Ardagh Group S.A. Updates on Debt Restructuring Negotiations with Noteholders

Ardagh Group S.A. Provides Update on Debt Negotiations



On May 20, 2025, Ardagh Group S.A. (AGSA) announced an important update regarding its discussions with holders of Senior Secured Notes (SSNs) and Senior Unsecured Notes (SUNs). This announcement follows previous updates on March 11 and April 7, 2025, indicating the company’s commitment to addressing its debt structure.

AGSA is currently in negotiations with two ad hoc groups representing its SSN and SUN holders. The SUN Group is backed by Akin Gump Strauss Hauer & Feld LLP, while the SSN Group is represented by Gibson, Dunn & Crutcher LLP. These groups collectively own a significant portion of the company's debt instruments, and their participation is crucial to Ardagh's efforts toward a sustainable capital structure.

Latest Developments


The negotiations have led to various proposals, with the latest from the SUN Group received on May 18, 2025. Unfortunately, no agreement has been reached yet, and discussions with this group have stalled. Despite this setback, AGSA remains determined to explore all available options regarding its capital structure and future debt maturities.

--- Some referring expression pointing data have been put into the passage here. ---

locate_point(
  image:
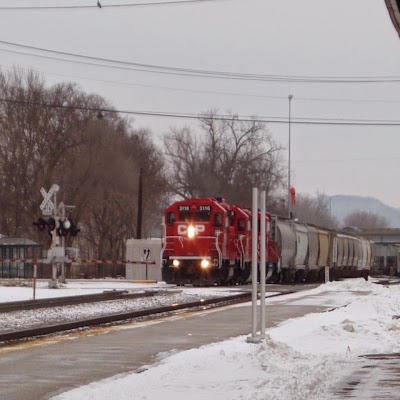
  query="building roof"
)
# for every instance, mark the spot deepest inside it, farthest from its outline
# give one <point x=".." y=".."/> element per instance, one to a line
<point x="394" y="12"/>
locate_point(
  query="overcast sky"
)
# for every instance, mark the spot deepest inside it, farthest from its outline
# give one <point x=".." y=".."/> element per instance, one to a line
<point x="313" y="38"/>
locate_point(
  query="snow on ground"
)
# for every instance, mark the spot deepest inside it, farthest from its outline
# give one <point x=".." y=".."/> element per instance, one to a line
<point x="302" y="358"/>
<point x="164" y="295"/>
<point x="84" y="287"/>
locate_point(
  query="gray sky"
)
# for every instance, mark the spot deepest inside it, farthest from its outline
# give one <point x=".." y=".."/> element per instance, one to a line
<point x="315" y="38"/>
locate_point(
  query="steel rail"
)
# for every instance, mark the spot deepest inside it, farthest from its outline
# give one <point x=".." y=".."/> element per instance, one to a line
<point x="119" y="317"/>
<point x="31" y="333"/>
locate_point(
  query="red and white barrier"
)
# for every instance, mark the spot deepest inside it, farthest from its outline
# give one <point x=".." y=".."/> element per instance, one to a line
<point x="78" y="261"/>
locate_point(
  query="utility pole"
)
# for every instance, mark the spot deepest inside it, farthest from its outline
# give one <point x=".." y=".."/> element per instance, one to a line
<point x="290" y="97"/>
<point x="140" y="206"/>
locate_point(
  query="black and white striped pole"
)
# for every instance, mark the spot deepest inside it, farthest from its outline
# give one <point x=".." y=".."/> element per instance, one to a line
<point x="263" y="247"/>
<point x="254" y="338"/>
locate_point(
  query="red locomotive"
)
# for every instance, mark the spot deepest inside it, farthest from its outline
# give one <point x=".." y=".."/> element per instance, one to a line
<point x="206" y="242"/>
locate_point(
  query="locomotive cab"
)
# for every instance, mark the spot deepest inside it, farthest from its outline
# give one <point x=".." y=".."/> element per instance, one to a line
<point x="195" y="242"/>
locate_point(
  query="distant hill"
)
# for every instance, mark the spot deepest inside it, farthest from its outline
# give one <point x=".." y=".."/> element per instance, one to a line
<point x="342" y="205"/>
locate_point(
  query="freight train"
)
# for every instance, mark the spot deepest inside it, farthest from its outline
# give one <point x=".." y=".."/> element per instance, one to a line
<point x="206" y="241"/>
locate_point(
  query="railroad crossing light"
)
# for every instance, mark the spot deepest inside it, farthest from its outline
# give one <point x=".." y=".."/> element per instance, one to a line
<point x="51" y="225"/>
<point x="63" y="227"/>
<point x="73" y="230"/>
<point x="41" y="224"/>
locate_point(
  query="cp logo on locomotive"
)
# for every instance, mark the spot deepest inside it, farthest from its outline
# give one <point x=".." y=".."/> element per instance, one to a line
<point x="182" y="229"/>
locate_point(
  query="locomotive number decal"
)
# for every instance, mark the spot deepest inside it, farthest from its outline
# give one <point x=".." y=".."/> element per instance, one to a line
<point x="182" y="229"/>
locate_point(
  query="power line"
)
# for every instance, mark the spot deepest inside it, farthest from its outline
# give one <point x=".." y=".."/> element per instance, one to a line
<point x="222" y="117"/>
<point x="214" y="92"/>
<point x="154" y="3"/>
<point x="203" y="73"/>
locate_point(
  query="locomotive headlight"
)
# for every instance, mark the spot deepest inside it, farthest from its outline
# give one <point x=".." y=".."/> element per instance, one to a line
<point x="191" y="231"/>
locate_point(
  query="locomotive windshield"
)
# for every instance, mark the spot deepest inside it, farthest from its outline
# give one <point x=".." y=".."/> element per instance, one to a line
<point x="198" y="214"/>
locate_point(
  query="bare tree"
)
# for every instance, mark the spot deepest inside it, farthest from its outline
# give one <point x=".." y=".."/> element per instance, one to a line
<point x="366" y="220"/>
<point x="57" y="135"/>
<point x="315" y="210"/>
<point x="226" y="157"/>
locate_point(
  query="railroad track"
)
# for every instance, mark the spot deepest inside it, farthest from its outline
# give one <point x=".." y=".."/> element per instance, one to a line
<point x="9" y="337"/>
<point x="72" y="300"/>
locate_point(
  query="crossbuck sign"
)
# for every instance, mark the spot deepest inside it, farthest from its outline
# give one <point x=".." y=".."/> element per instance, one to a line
<point x="47" y="205"/>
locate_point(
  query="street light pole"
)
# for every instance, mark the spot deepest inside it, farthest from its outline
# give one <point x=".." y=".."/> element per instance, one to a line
<point x="289" y="197"/>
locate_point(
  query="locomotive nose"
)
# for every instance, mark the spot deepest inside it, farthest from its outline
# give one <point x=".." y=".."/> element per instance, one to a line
<point x="191" y="231"/>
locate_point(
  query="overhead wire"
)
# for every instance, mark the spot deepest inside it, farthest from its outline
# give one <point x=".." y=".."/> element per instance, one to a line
<point x="213" y="92"/>
<point x="192" y="72"/>
<point x="94" y="5"/>
<point x="223" y="117"/>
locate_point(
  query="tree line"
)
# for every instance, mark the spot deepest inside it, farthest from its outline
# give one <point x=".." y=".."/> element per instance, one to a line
<point x="60" y="134"/>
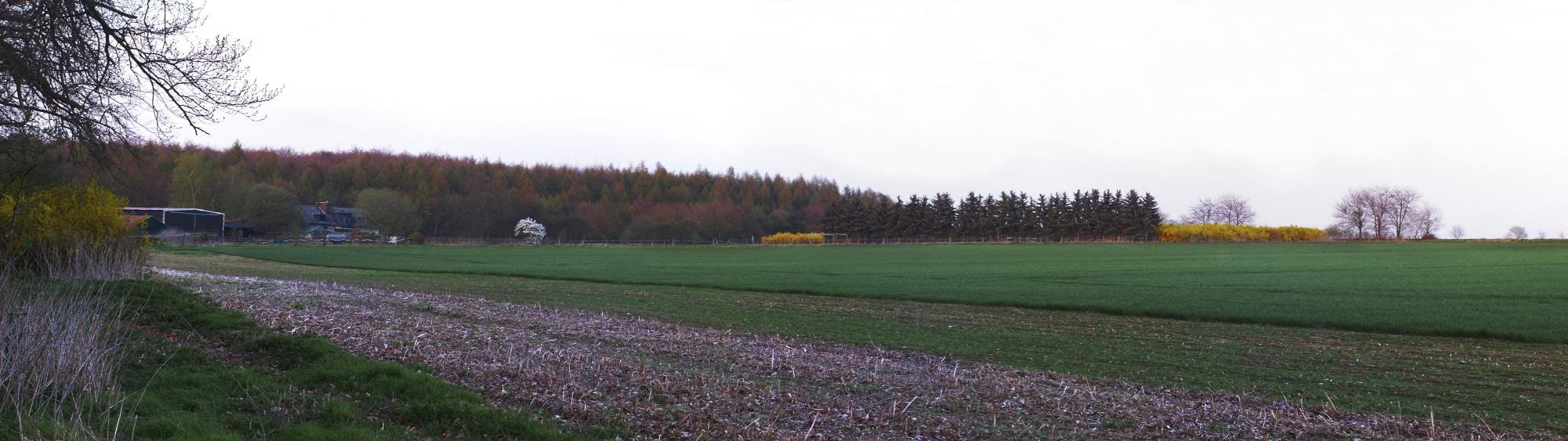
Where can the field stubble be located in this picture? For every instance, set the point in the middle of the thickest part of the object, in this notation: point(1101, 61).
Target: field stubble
point(689, 382)
point(1492, 382)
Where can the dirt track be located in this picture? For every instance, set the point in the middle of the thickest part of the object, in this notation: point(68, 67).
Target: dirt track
point(686, 382)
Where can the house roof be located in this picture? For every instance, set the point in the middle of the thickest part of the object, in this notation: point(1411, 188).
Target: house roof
point(238, 224)
point(170, 208)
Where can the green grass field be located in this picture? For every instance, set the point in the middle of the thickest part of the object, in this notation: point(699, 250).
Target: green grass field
point(1503, 384)
point(1503, 290)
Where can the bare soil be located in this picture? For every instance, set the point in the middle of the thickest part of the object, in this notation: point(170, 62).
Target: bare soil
point(670, 381)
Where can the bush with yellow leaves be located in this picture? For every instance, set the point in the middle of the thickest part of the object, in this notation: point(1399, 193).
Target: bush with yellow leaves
point(67, 232)
point(1238, 233)
point(793, 238)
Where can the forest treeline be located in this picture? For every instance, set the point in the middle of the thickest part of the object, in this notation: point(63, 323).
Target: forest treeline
point(474, 197)
point(1080, 216)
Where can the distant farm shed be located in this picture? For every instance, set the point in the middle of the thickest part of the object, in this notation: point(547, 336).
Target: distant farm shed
point(324, 219)
point(143, 226)
point(183, 219)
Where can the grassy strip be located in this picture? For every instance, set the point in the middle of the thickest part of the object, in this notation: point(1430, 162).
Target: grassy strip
point(300, 389)
point(1508, 291)
point(1473, 381)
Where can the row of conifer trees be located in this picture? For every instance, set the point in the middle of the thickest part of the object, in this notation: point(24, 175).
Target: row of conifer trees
point(1080, 216)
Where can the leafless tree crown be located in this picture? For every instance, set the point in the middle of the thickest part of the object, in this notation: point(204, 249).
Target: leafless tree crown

Key discussions have included potential divestitures and the restructuring of debt through proposed transactions:

1. Divestment of Ardagh Metal Packaging: There are talks concerning the sale of shares and preferred equity in Ardagh Metal Packaging S.A. to a new entity, New BidCo, which is to be partially owned by some existing shareholders and SUN holders.
2. Transfer of Holdings: The company might transfer its stakes in Ardagh Glass Packaging Africa and Trivium Packaging to its wholly-owned subsidiary, Ardagh Investments Holdings Sarl (AIHS), with new intermediate holding companies being established to manage these assets better.
3. Exchange of SSNs: The proposal includes converting some SSNs into new SSNs that would mature in December 2030, along with various interest payment structure options.
4. SUN Conversions: Similar provisions are being discussed for the SUNs, involving their exchange into preferred equity and possible future conversions into AGSA equity.

Financial Considerations


AGSA's management has underscored the importance of ensuring that any new financial arrangements do not compromise the company's liquidity or operational capabilities. As indicated, the restructuring would aim to prevent any adverse impacts on Ardagh's ongoing business operations while addressing the pressing need for capital improvements and eventual refinancing of existing obligations.

In conjunction with these talks, it was reported that as of Q1 2025, the company had $39 million in lease obligations at the Consol level, alongside other borrowings which included facilities extended by its African subsidiaries.

Leadership Transition


On a related note, the announcement included a significant leadership change. Mike Dick has stepped down from the board, effective May 18, 2025, to focus on operating Ardagh Glass Packaging while continuing in his role as CEO.

Conclusion


Ardagh Group is positioning itself to ensure a solid foundation for future growth while navigating the complexities of its current debt situation. As the negotiations continue, stakeholders are closely monitoring the company's decisions and the potential long-term impacts on both its capital structure and overall business strategy. With $9.1 billion in sales recorded in 2024 and operations across 59 facilities in 16 countries, Ardagh’s future strategies will be pivotal for its continued leadership in packaging solutions globally.